Thursday, June 25, 2009

Review: You Know You're a Writer When

You Know You're a Writer When . . ., Adair Lara



If you are a die-hard reader, chances are that you love books about books. Anne Fadiman's Ex Libris, for example, is a joyful celebration of long words, book collecting, and book ownership, while Carlos Ruiz Zafon's Shadow of the Wind is a thriller involving a peculiar rare book, its eccentric author, and The Cemetery of Forgotten Books.

Since no one reading this review is likely to be either Anne Fadiman or Carlos Ruiz Zafon, exactly none of us wrote those books. Are we all doomed, then, to be merely readers until the day we ascend to The Great Library in the Sky and someone hands us a pencil?

This is where Adair Lara's tiny book (4¼" by 6¼", 95 pages) comes into play. No, it's not another tired book on how to write or how to sell what you've written—hell, it doesn’t even mention the word “talent” because all us readers know that talent is not required to be published (c.f., Stephenie Meyer). Rather, it is a book of aphorisms to ascertain if one is a die-hard writer and not just a passive reader.

I know that I'm a writer from this one example:
You relish reading a junky novel because every paragraph reminds you of how much better a writer you are than the author. At the same time, you are sick to your stomach: this hack at least got published.
Every three weeks or so, Nora Roberts/J.D. Robb, the woman who never met an adverb or an adjective she didn't like, publishes a new piece of trash for twenty billion dollars. At the same time, I can't get anyone to take fifty years-worth of my perfectly composed grocery shopping lists, glue them together, and publish them in rolls for toilet paper.

Here is another one I like:
The doctor tells you that you have terminal cancer and you think, "I can use this."

I wonder how many readers qualify for this one:
Your work clothes are a ratty bathrobe and duck slippers, and your commute is ten seconds—thirty if you stop at the bathroom.

This book is a little pricey at $9.95 (hardcover) and you could read it in thirty minutes at the library or Barnes & Noble, but I'm keeping mine because it's a writing book about writing books. And it's great.


[Thanks to Sara, who works in a library, for recommending this book on LibraryThing.]

7 comments:

Kim Ayres said...

There's a definite cross over with blogging. Each time I find myself in an awkward, embarrassing or life threatening situation, I do tend to think, "aha! Something to blog about..."

Meg said...

That's awesome. My reading list is getting longer and longer.

Wandering Coyote said...

Thanks for the review - sounds like exactly the type of writing book I could use! I'll have to stick it on my Amazon wish list.

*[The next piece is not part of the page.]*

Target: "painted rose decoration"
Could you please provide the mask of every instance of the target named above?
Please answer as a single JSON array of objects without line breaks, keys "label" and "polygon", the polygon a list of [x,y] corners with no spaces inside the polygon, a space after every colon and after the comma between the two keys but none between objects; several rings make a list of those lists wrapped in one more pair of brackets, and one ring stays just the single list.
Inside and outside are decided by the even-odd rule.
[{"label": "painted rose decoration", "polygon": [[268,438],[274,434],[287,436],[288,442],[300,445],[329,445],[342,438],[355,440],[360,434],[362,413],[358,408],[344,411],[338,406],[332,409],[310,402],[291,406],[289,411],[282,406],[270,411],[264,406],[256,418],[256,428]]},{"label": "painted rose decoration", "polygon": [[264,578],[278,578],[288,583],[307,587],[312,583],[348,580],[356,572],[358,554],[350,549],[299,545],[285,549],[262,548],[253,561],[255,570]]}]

Barbara Bruederlin said...

I fear I may be a writer. And I am so using this comment on which to base my magnum opus.

Mary Witzl said...

Man, I love the sound of this book! The comment about being able to use cancer: that would be me. My work clothes aren't a ratty bathrobe and duck slippers, though: I go for a long tee shirt and zoris.

Marie said...

More ways to know you're a writer:

You wake up in the middle of the night drenched in sweat and blearily scribble down the nightmare to use in a scene.

Immediately after you've been in a car collision you think, "I can use this."

People change tables in a restaurant because they notice you were writing down their conversation word for word.

There is no such thing as a “quick trip” to a bookstore.

You get yourself into that state of mind that others pay huge sums of money to get rid of.

Charlie said...

KIM: The reason you "aha! Something to blog about..." is because you are a writer. I daresay that most or all bloggers do the same thing.

MEG & WC: I bet you can find this book at the library. Sara found it in the section with books about how to write.

BARBARA: Writing the Great Canadian Novel are you?

MARY: Whatever makes you feel comfortable.

What the hell are zoris?

MARIE: EXCELLENT examples all! You are a true writer.